Dark matter and dark energy are very important in physics.
Dark matter is the matter in the universe that cannot be directly observed. However, it exerts a gravitational influence on the visible matter in the universe—the galaxies, stars, and intergalactic dust. And it has long puzzled scientists.
Dark energy, on the other hand, is the mysterious form of energy that causes galaxies to drift away from each other as a result of the rapidly increasing gravitational pull.
The new machine has been named the ‘Future Circular Collider’ (FCC). CERN director-general Professor Fabiola Gianotti told the BBC it would be a ‘beautiful machine’ if approved.
“This is an instrument that will increase knowledge about our universe and help answer fundamental questions in physics,” she says. We need a more powerful tool to answer these questions.
Cerne is located near Geneva on the border of Switzerland and France. The LHC is a 27 km-long circular tunnel. In this, the hadrons in the atom are accelerated to the speed of light and then collide.

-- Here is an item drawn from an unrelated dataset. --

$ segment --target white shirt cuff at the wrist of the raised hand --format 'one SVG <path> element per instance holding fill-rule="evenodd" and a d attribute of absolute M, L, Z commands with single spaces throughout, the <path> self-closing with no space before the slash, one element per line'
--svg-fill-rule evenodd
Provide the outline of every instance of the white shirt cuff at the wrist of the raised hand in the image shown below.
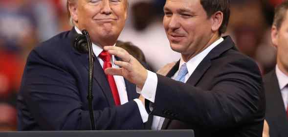
<path fill-rule="evenodd" d="M 148 99 L 151 102 L 155 102 L 155 95 L 156 95 L 156 89 L 157 89 L 157 82 L 158 78 L 157 75 L 149 70 L 147 79 L 144 83 L 144 86 L 141 91 L 141 95 Z"/>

Using the particles created by the collisions, scientists try to figure out what atoms are made of and how they bond with each other.

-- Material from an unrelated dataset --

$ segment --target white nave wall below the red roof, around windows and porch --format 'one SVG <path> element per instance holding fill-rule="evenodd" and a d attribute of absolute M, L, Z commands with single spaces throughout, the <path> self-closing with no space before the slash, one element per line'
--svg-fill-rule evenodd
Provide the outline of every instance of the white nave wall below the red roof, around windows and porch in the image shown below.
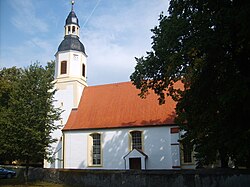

The stage after historical discovery
Ten years ago, the supercollider led to the historic discovery of the Higgs boson.
In 1964, British scientist Peter Higgs proposed the theory that there is a subatomic particle that gives shape to all other particles in the universe. But it was discovered in 2012 at the LHC. This was the final piece of the puzzle of the current subatomic or subatomic theory of physics known as the ‘Standard Model’.

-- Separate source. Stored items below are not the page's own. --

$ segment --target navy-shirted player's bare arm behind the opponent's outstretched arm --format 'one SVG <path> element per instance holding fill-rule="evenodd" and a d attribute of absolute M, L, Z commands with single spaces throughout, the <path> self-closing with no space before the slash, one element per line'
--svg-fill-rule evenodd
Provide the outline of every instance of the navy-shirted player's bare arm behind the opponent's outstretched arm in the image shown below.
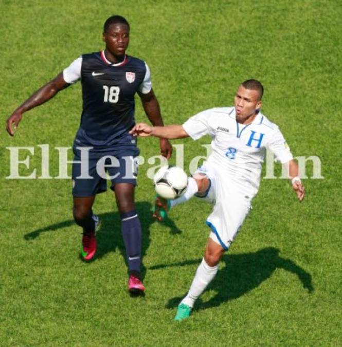
<path fill-rule="evenodd" d="M 138 95 L 141 99 L 142 107 L 152 125 L 163 126 L 164 123 L 163 119 L 161 118 L 159 103 L 153 92 L 153 89 L 151 89 L 151 92 L 147 94 L 142 94 L 138 92 Z M 169 140 L 165 138 L 160 138 L 159 145 L 161 155 L 169 159 L 172 154 L 172 146 Z"/>

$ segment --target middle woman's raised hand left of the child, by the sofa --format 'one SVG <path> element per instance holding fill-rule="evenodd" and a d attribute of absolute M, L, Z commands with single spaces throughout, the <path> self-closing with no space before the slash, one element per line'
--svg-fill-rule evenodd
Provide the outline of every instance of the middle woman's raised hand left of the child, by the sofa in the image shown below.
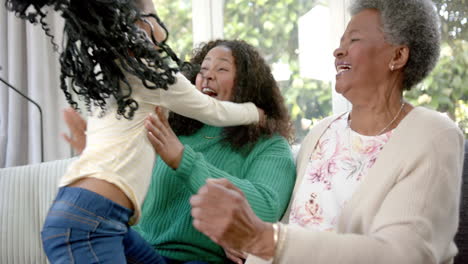
<path fill-rule="evenodd" d="M 63 119 L 70 130 L 70 136 L 62 133 L 62 137 L 79 155 L 86 147 L 86 121 L 71 107 L 63 111 Z"/>

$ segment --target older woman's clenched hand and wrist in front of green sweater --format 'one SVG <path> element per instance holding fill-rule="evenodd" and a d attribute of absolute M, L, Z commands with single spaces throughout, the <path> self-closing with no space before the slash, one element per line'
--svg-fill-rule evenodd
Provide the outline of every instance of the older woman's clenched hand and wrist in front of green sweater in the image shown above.
<path fill-rule="evenodd" d="M 264 259 L 274 256 L 273 227 L 260 220 L 227 179 L 209 179 L 190 198 L 193 226 L 224 248 Z"/>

It is proposed that the FCC, larger than the LHC, be built in two phases. In the first phase, it will be active in the mid-2040s and will involve collisions of electrons.
It is hoped that the extra energy will allow more Higgs boson particles to be created and scientists will be able to observe them in greater detail.
The second phase will begin in the 2070s and will require a more powerful magnet. A magnet so powerful that it has not yet been created.
The FCC will be three times larger in diameter than the LHC and will be 91 kilometres across and twice as deep.
Why the need for a more massive Hadron collider?
That’s because the £3.75 billion LHC, which has been operating since 2008, has failed to find the particles that provide the remaining 95 percent of information about the universe.
Scientists are still searching for two great unknowns, dark matter and dark energy.
“Something big is missing,” explains Professor Fabiola Gianotti.
She says the FCC is needed because the discovery of these dark particles will lead to a new, more complete view of how the universe works.
20 years ago, several researchers at CERN predicted that the LSC would discover these mysterious particles, but this did not happen.
Critics like Dr. Sabine Hosenfelder of the Munich Center for Mathematical Philosophy say there is no guarantee the FCC will succeed.
He said, ‘Molecular physics is a field of research that is broad for historical reasons and has ample funding. It originates from nuclear physics and the need to reduce it to a suitable volume. Perhaps a tenth of its current volume.
Professor Sir David King, the British government’s former chief scientific adviser, told the BBC that he believed spending £12 billion on the project would be “reckless”.
“When the world is facing the threat of a climate emergency, wouldn’t it be wise to use these research funds in efforts to create a better future?” he says.
Even among particle physicists, the topic is debated as to whether the Large Circular Collider is the best option.
Professor Aidan Robson of the University of Glasgow told the BBC that a collider built in a straight line would be cheaper.
He said that there are three advantages. First straight machine that can be made step by step. The second is that the cost of each phase will be different, the cost of the initial phase will be less and the third advantage will be that the tunnel will be smaller and it can be built quickly.
But CERN’s priority is the FCC. It is the result of extensive consultation between physicists in Europe and around the world, and is an attempt to gauge the reaction to its proposal from its member states, which are paying for the new machine.